Fluorometric and colorimetric analysis of alkaline phosphatase activity based on a nucleotide coordinated copper ion mimicking polyphenol oxidase.

机构信息

College of Food Science and Engineering, Jilin University, Changchun 130025, China.

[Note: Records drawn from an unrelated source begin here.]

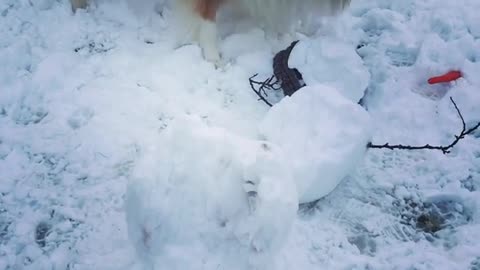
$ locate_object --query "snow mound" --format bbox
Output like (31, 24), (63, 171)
(126, 116), (298, 269)
(288, 38), (370, 102)
(260, 85), (371, 203)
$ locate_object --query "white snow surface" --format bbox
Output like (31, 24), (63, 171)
(260, 84), (372, 203)
(126, 116), (298, 269)
(0, 0), (480, 270)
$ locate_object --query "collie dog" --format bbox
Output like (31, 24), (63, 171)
(70, 0), (351, 62)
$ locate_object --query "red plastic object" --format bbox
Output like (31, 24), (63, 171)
(428, 70), (462, 84)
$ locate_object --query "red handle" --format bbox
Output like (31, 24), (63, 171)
(428, 70), (462, 84)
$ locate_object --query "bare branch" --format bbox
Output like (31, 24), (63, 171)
(367, 97), (480, 154)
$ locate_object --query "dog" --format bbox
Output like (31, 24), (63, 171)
(70, 0), (351, 63)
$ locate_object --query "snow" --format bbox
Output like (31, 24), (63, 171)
(288, 37), (370, 102)
(0, 0), (480, 270)
(126, 115), (298, 269)
(260, 84), (372, 203)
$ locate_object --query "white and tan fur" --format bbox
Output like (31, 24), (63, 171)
(70, 0), (351, 62)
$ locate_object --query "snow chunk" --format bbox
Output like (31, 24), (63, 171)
(288, 37), (370, 102)
(126, 116), (298, 269)
(260, 85), (371, 203)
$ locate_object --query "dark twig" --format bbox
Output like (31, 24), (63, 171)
(367, 97), (480, 154)
(248, 73), (281, 107)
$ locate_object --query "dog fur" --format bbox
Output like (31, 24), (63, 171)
(70, 0), (351, 63)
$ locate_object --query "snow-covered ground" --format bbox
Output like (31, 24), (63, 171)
(0, 0), (480, 270)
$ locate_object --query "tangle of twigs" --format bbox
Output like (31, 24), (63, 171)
(367, 97), (480, 154)
(248, 73), (282, 107)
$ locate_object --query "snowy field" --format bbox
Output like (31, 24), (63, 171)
(0, 0), (480, 270)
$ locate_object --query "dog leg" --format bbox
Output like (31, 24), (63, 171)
(174, 0), (222, 64)
(70, 0), (88, 12)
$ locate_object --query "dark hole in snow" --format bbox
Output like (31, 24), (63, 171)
(348, 234), (377, 256)
(35, 221), (52, 247)
(394, 195), (473, 237)
(470, 256), (480, 270)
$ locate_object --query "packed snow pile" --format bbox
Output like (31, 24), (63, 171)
(0, 0), (480, 270)
(126, 119), (298, 269)
(260, 84), (371, 203)
(288, 37), (370, 102)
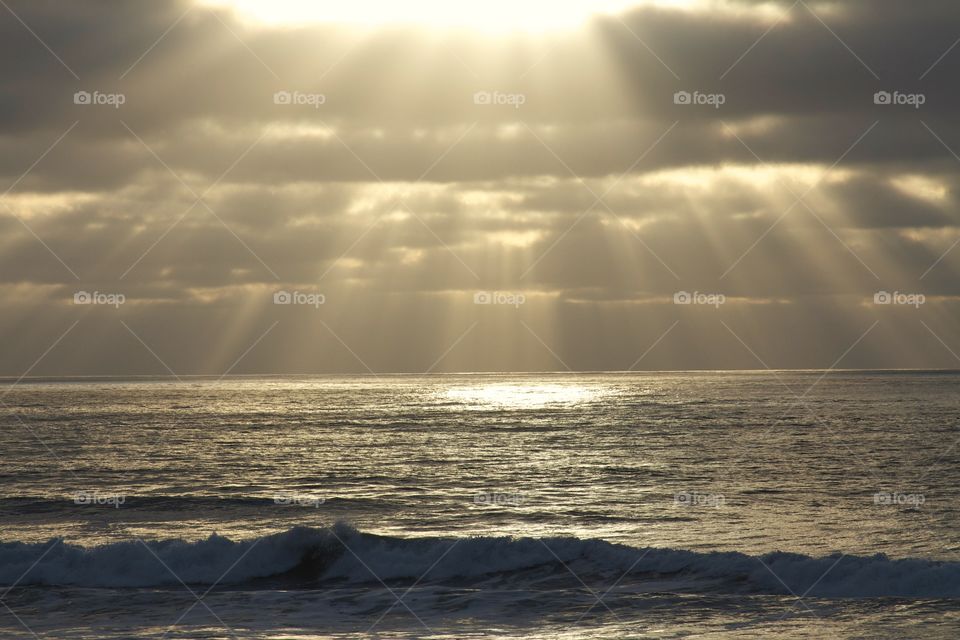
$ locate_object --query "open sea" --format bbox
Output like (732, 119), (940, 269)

College of New Energy and Environment, Jilin University, Changchun 130012, China.

出版信息

J Mater Chem B. 2019 Nov 14;7(42):6508-6514. doi: 10.1039/c9tb01390c. Epub 2019 Oct 2.

DOI:10.1039/c9tb01390c
PMID:31576898
Abstract

In this work, a fluorometric and colorimetric analysis of alkaline phosphatase (ALP) activity was developed based on nanozymes. The nanozymes were composed of nucleotides (ATP, ADP and AMP) coordinated with copper ions. All three kinds of nanozymes (ATP-Cu, ADP-Cu and AMP-Cu) exhibited polyphenol oxidase (PPO)-mimic activity by catalyzing a chromogenic reaction of 2,4-dichlorophenol (2,4-DP) and 4-aminoantipyrine (4-AP). However, there were obvious differences in the PPO-like activity and the fluorescence of the three nanozymes produced from the same concentration of nucleotides (keeping the concentration of Cu unchanged at 5 mM). The catalytic activities of produced ADP-Cu and AMP-Cu were obviously higher than that of ATP-Cu at a certain nucleotide concentration of 3 mM. In addition, when ATP was hydrolyzed into ADP and AMP by ALP, more nanozymes were produced and the catalytic activity of the system was enhanced, which resulted in an obvious increase of the colorimetric signal. The signal intensity was proportional to ALP concentration in the range of 0-30 U L, and the detection limit for ALP was 0.3 U L from the colorimetric detection. Moreover, the fluorescence intensity of the produced nanozymes was also proportional to the ALP concentration in the range of 1-30 U L and the detection limit was 0.45 U L from the fluorescence detection. A fluorometric and colorimetric sensing ALP method was thus established. The method showed a high selectivity for ALP activity compared with proteins, amino acids and other interference components. Furthermore, the proposed method was also used to detect ALP activity in human serum samples, which showed great potential for diagnostic and practical purposes.

摘要

在这项工作中,基于纳米酶发展了一种碱性磷酸酶(ALP)活性的荧光和比色分析。纳米酶由核苷酸(ATP、ADP 和 AMP)与铜离子配位组成。三种纳米酶(ATP-Cu、ADP-Cu 和 AMP-Cu)均通过催化显色反应 2,4-二氯苯酚(2,4-DP)和 4-氨基安替比林(4-AP)表现出多酚氧化酶(PPO)模拟活性。然而,从相同浓度的核苷酸(保持 Cu 浓度不变为 5 mM)产生的三种纳米酶的 PPO 样活性和荧光存在明显差异。在一定的核苷酸浓度 3 mM 下,ADP-Cu 和 AMP-Cu 产生的催化活性明显高于 ATP-Cu。此外,当 ALP 将 ATP 水解为 ADP 和 AMP 时,会产生更多的纳米酶,从而增强了系统的催化活性,导致比色信号明显增加。在 0-30 U L 范围内,信号强度与 ALP 浓度成正比,比色检测的 ALP 检测限为 0.3 U L。此外,所产生的纳米酶的荧光强度也与 ALP 浓度在 1-30 U L 范围内成正比,荧光检测的 ALP 检测限为 0.45 U L。因此建立了一种荧光和比色检测 ALP 的方法。与蛋白质、氨基酸和其他干扰成分相比,该方法对 ALP 活性具有很高的选择性。此外,该方法还用于检测人血清样品中的 ALP 活性,具有很大的诊断和实际应用潜力。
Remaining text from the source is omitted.